In Q1 2026, Hercules achieved record originations of over $1.81 billion. Total investment income reached a record $141.5 million, with net investment income of $88.1 million or $0.48 per share. Return on equity was 16.9%. The portfolio generated a GAAP effective yield of 12.8% and a core yield of 12.2%. Originations in Q1 were slightly weighted towards life sciences companies, with approximately 56% of commitments and 60% of fundings going to life sciences, and 44% of commitments to tech companies. Credit quality remained strong, with a weighted average internal credit rating of 2.11, Grade 1 and 2 credits at 70.5%, and loans rated 4 and 5 at 0.9%. Liquidity across the Hercules platform was robust, with over $1 billion available.

Risks & headwinds

• Market volatility, including a pullback in equity and credit capital markets, macro concerns such as the conflict in the Middle East and AI disruption. • Concentration in the non-traded BDC segment with retail investors and quarterly redemption rights, although Hercules is distinct with permanent capital in its publicly traded BDC. • Uncertainty in valuations and process timing for M&A exits. • The impact of AI disruption on the portfolio and broader markets, with a rapid pace of change and potential for winners and losers.

Analyst Q&A

  • Q: Given the focus on the venture market, why is there a disconnect between the reality/fundamentals of the business and perceptions?

    A: Underwriting in the growth stage is fundamentally different from traditional underwriting, with targeted metrics like low debt to ARR, sub-20% LTV, and debt to invested equity less than 30%. The portfolio is highly diversified, with 50% in life sciences and non-software tech performing well.

  • Q: Thoughts on fee income in Q2 and spreads on new deals compared to prepayments?

    A: Increased prepayment guidance is positive, largely from known M&A events, with slightly higher fee income expected. In Q2, spread widening was seen earlier, with some narrowing in the last 30 days, and the focus is on enhancing structure over spread.

  • Q: What is the deployment backdrop for 2026?

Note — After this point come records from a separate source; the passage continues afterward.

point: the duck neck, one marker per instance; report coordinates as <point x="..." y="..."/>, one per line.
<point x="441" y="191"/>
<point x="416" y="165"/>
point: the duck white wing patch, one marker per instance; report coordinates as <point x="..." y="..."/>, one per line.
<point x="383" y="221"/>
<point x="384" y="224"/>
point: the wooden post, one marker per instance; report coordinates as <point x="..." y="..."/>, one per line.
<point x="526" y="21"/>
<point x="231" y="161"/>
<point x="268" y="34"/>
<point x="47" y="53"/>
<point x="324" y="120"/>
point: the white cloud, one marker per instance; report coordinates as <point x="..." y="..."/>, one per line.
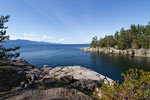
<point x="46" y="38"/>
<point x="63" y="39"/>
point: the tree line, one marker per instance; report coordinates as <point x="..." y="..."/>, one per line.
<point x="136" y="37"/>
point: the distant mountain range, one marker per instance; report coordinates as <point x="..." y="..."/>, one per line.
<point x="23" y="42"/>
<point x="26" y="42"/>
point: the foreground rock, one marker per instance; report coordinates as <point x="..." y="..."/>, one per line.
<point x="27" y="82"/>
<point x="52" y="94"/>
<point x="131" y="52"/>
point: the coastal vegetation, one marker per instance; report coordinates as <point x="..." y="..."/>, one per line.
<point x="6" y="53"/>
<point x="136" y="86"/>
<point x="138" y="36"/>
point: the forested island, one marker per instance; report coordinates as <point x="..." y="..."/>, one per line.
<point x="134" y="41"/>
<point x="138" y="36"/>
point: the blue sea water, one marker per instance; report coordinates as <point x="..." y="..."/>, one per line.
<point x="70" y="55"/>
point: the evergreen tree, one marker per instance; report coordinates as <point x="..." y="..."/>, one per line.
<point x="94" y="42"/>
<point x="6" y="53"/>
<point x="138" y="36"/>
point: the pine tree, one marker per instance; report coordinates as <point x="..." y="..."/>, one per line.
<point x="6" y="53"/>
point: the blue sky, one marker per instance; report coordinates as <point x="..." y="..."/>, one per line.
<point x="71" y="21"/>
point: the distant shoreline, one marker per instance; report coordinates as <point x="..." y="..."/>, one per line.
<point x="110" y="50"/>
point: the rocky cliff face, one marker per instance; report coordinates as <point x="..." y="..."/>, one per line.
<point x="47" y="83"/>
<point x="131" y="52"/>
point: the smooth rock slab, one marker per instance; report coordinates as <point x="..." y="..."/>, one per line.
<point x="79" y="73"/>
<point x="52" y="94"/>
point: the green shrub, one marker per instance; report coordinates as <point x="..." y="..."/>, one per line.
<point x="136" y="86"/>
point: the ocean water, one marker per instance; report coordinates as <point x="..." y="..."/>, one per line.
<point x="70" y="55"/>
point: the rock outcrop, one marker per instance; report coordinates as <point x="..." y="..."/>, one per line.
<point x="48" y="83"/>
<point x="131" y="52"/>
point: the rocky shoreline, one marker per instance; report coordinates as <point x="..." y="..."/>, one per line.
<point x="48" y="83"/>
<point x="131" y="52"/>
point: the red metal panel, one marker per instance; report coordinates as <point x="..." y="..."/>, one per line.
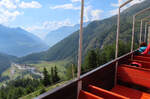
<point x="87" y="95"/>
<point x="104" y="93"/>
<point x="135" y="76"/>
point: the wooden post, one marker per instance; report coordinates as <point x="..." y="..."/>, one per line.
<point x="80" y="50"/>
<point x="117" y="41"/>
<point x="141" y="30"/>
<point x="133" y="29"/>
<point x="72" y="71"/>
<point x="145" y="32"/>
<point x="148" y="39"/>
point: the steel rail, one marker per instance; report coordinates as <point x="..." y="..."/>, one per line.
<point x="133" y="27"/>
<point x="117" y="37"/>
<point x="141" y="28"/>
<point x="80" y="49"/>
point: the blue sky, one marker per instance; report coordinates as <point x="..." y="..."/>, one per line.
<point x="42" y="16"/>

    A: Continued focus on diversification, optimism about originations, with Q1 having record $1.8 billion in commitments, quarter-to-date closed ~$79 million, and pending ~$506 million, with investment teams being disciplined.

  • Q: About M&A in the portfolio, what type of companies are involved and the decline in PIK?

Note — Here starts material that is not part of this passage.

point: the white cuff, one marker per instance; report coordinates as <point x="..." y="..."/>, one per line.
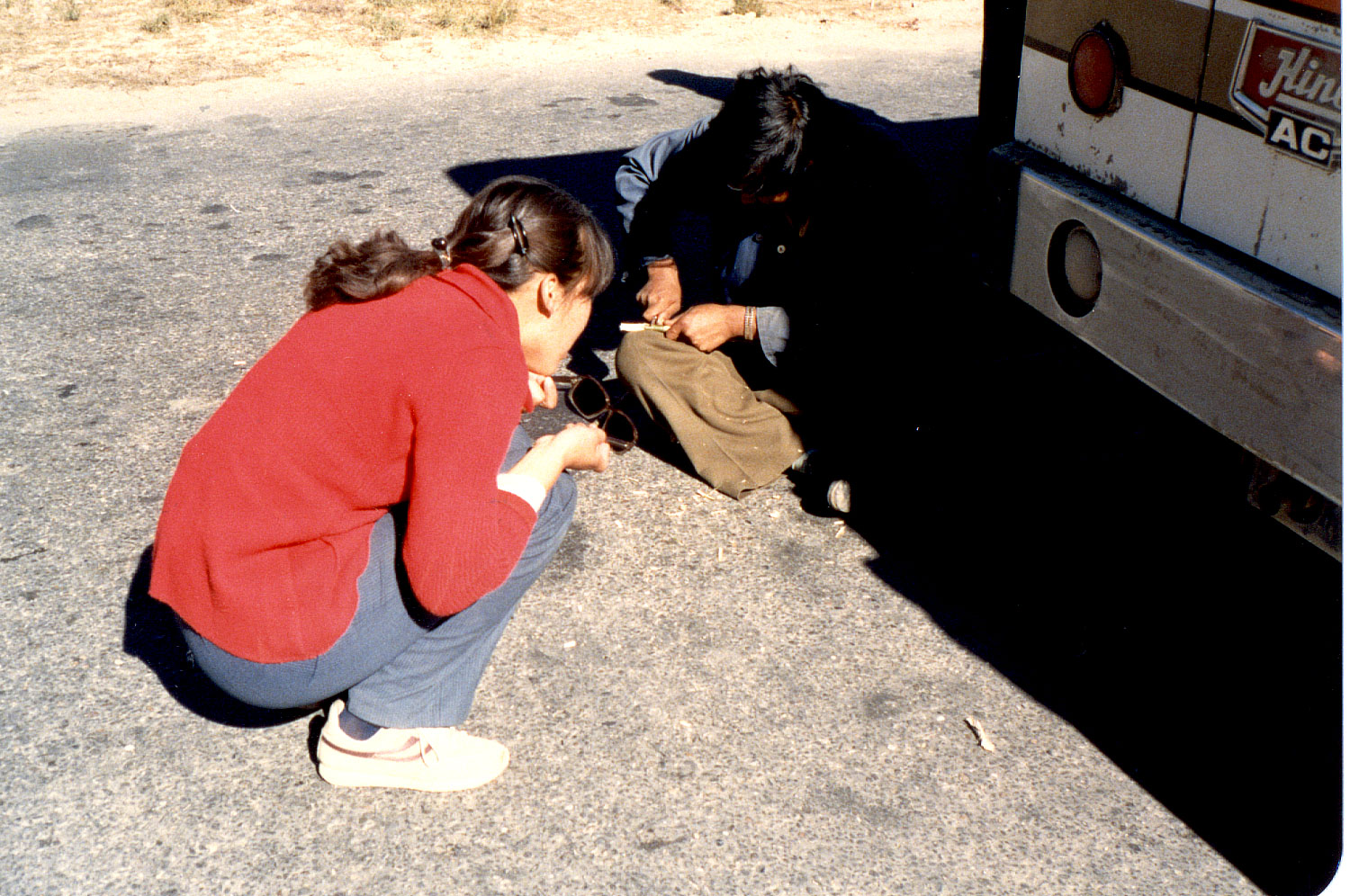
<point x="526" y="488"/>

    A: Investment teams identify attractive M&A targets, with 4 new M&A events year-to-date. The decline in PIK is due to loans from 2024-2025 prepaying, with accrued PIK paid in cash, and intentional deprioritization of PIK on new investments.

  • Q: How will the optionality from prepayments be used?

    A: The portfolio will be repositioned, not deprioritizing software, and capital will be redeployed into other tech areas.

  • Q: Are new debt deals with software companies still getting done?

    A: Volume is lower than last year but not dried up, with high-quality deals still being evaluated.

  • Q: Prioritizing structure over yield in AI-related deals?

    A: Focus is on tighter structure, stronger covenants, rather than pricing.

  • Q: Developments in life sciences?

    A: Portfolio balance is maintained, with life sciences companies strengthening balance sheets due to FDA uncertainty, and positive clinical results and approvals.

  • Q: Is M&A driven by AI?

    A: Very little, with M&A being a balance of life sciences and technology, no specific AI correlation.

  • Q: Motivation for deemphasizing PIK on new investments?

    A: PIK as a percentage of revenue was near internal limits, and there is no current need to use PIK as frequently, preferring cash over PIK income.